The piece, written by Bazelon and Ben Protess, reported how Kavanaugh was blamed for throwing ice on another man “for an unknown reason.” When questioned by police later, Kavanaugh did not want “to say if he threw the ice or not.”

Sanders seized on the report by retweeting a July tweet from Bazelon that was critical of Kavanaugh’s nomination.

“Democrats desperately attack Judge Kavanaugh for throwing ice during college,” Sanders tweeted. “What motivated New York Times reporter to write this ridiculous story? Throwing ice 33 years ago, or her opinion of Judge Kavanaugh in July?”

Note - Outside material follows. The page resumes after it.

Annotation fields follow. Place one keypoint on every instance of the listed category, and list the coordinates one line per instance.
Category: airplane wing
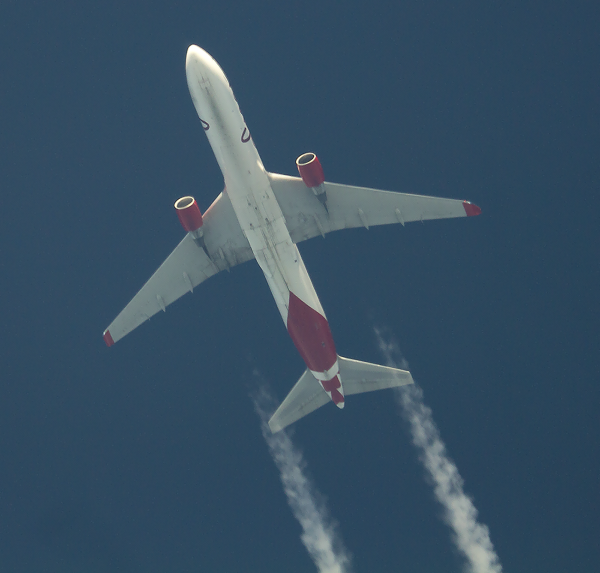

The months-old tweet from Bazelon, who is also a Truman Capote fellow for creative writing and law at Yale Law School, was the subject of criticism by a number of journalists and politicos, who condemned the Times for allowing her to contribute to a piece about Kavanaugh.

“As a @YaleLawSch grad & lecturer, I strongly disassociate myself from tonight’s praise of Brett Kavanaugh. With respect, he’s a 5th vote for a hard-right turn on voting rights and so much more that will harm the democratic process & prevent a more equal society,” Bazelon tweeted in July. “Those are fundamental values we try to instill in our students. They matter more than collegiality and credentials.”

The New York Times did not immediately respond to a media request from the Washington Examiner.

Kavanaugh is facing allegations of sexual misconduct from multiple women, which has caused his drinking habits to come under scrutiny.

The FBI is currently conducting a supplemental background investigation into the allegations against Kavanaugh. Kavanaugh has denied all allegations of misconduct, and the Senate is waiting to vote to confirm him until the FBI’s investigation concludes.